Way to go on some slobs. I'll take luck any day


----------



## marmidor (Mar 15, 2008)

Dang it man! Great post on a job well done!!


----------



## bbarton13 (May 4, 2009)

Wirelessly posted (Iphone 4s)

Awesome!


----------



## Snatch it (Feb 17, 2009)

Way to go men!!!!


----------



## inshorefisherman (Oct 10, 2009)

is the nothin matters in the harborwalk tournament yet ?


----------



## LITECATCH (Oct 2, 2007)

I think they are.


----------



## Captain Jake Adams (Oct 3, 2007)

Here are a few pics back at the dock

View attachment 43915


View attachment 43918


View attachment 43917


----------



## Captain Jake Adams (Oct 3, 2007)

inshorefisherman said:


> is the nothin matters in the harborwalk tournament yet ?


Yeah, fortunately we entered last week


----------



## TSpecks (Oct 3, 2007)

Awesome Fish!!!! That boat is known for its BIG cobias....:thumbup:


----------



## marmidor (Mar 15, 2008)

What a couple of slobbering hogs!!!


----------



## rootbass (Feb 3, 2012)

Awesome! What size croakers do you like to use?


----------



## Captain Jake Adams (Oct 3, 2007)

rootbass said:


> Awesome! What size croakers do you like to use?



The biggest I can find


----------



## rootbass (Feb 3, 2012)

That is great! Planning on catching my first one down their next week! Wish us luck.


----------



## Captain Mickey O'Reilly (Dec 18, 2008)

Great job Jake and crew, those are some studs to be sure!


----------



## seacat (Jan 6, 2009)

Congrats and way to stick and turn that head


----------



## big blue (Jun 28, 2008)

Pretty work Jake and Al!


----------



## Snatch it (Feb 17, 2009)

Wow!!!!! Speechless


----------



## Breeze Fabricators (Oct 2, 2007)

Is the tower any better with the new front legs??


----------



## cobiaphil (Oct 8, 2007)

Way to go Jake !!!! Heck of a shakedown cruise. :thumbup::thumbup:


----------



## Boardfeet (Sep 27, 2007)

Congratulations Jake & Al !!!!
:notworthy::notworthy::notworthy:
Did you think about leaving them out there on a leish until next week???

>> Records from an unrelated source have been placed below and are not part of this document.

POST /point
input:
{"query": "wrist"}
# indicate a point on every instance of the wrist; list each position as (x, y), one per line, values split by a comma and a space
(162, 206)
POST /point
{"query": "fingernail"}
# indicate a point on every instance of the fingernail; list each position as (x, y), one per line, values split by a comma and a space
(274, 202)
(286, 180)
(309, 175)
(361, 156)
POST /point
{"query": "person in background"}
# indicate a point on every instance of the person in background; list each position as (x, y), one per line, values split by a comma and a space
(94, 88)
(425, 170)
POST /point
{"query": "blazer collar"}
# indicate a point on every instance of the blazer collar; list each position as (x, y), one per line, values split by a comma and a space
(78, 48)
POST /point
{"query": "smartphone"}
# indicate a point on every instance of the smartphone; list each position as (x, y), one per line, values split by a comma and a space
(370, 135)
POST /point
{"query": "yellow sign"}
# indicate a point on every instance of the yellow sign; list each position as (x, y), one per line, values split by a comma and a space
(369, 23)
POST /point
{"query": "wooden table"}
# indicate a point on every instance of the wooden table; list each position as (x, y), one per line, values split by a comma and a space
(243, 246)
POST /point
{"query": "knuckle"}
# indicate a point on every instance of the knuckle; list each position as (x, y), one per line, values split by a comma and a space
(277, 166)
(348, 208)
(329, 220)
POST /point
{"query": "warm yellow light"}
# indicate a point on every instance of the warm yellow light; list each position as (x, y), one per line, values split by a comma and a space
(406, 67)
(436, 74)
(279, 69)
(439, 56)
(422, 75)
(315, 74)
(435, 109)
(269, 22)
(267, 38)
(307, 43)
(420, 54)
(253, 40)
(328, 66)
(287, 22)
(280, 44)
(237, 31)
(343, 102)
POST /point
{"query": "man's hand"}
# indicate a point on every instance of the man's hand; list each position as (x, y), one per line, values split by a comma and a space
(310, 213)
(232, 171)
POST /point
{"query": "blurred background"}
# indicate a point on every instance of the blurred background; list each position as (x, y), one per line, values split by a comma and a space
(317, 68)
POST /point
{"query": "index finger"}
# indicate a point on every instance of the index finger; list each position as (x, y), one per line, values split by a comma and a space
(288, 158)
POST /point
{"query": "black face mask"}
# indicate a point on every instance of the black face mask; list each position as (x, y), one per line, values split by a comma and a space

Awesome!! Great start to the season..
See you out there soon.

Team Celtic


----------



## Captain Jake Adams (Oct 3, 2007)

Breeze Fabricators said:


> Is the tower any better with the new front legs??


Heck yeah, it feels much more stable


----------



## cobe killer (Apr 13, 2008)

excellnt job on the cobes guys!!!!! i hope tim and i get a chance to get out with you this year.


----------



## k-p (Oct 7, 2009)

Those are some awesome fish! Good job on getting those bombers in.


----------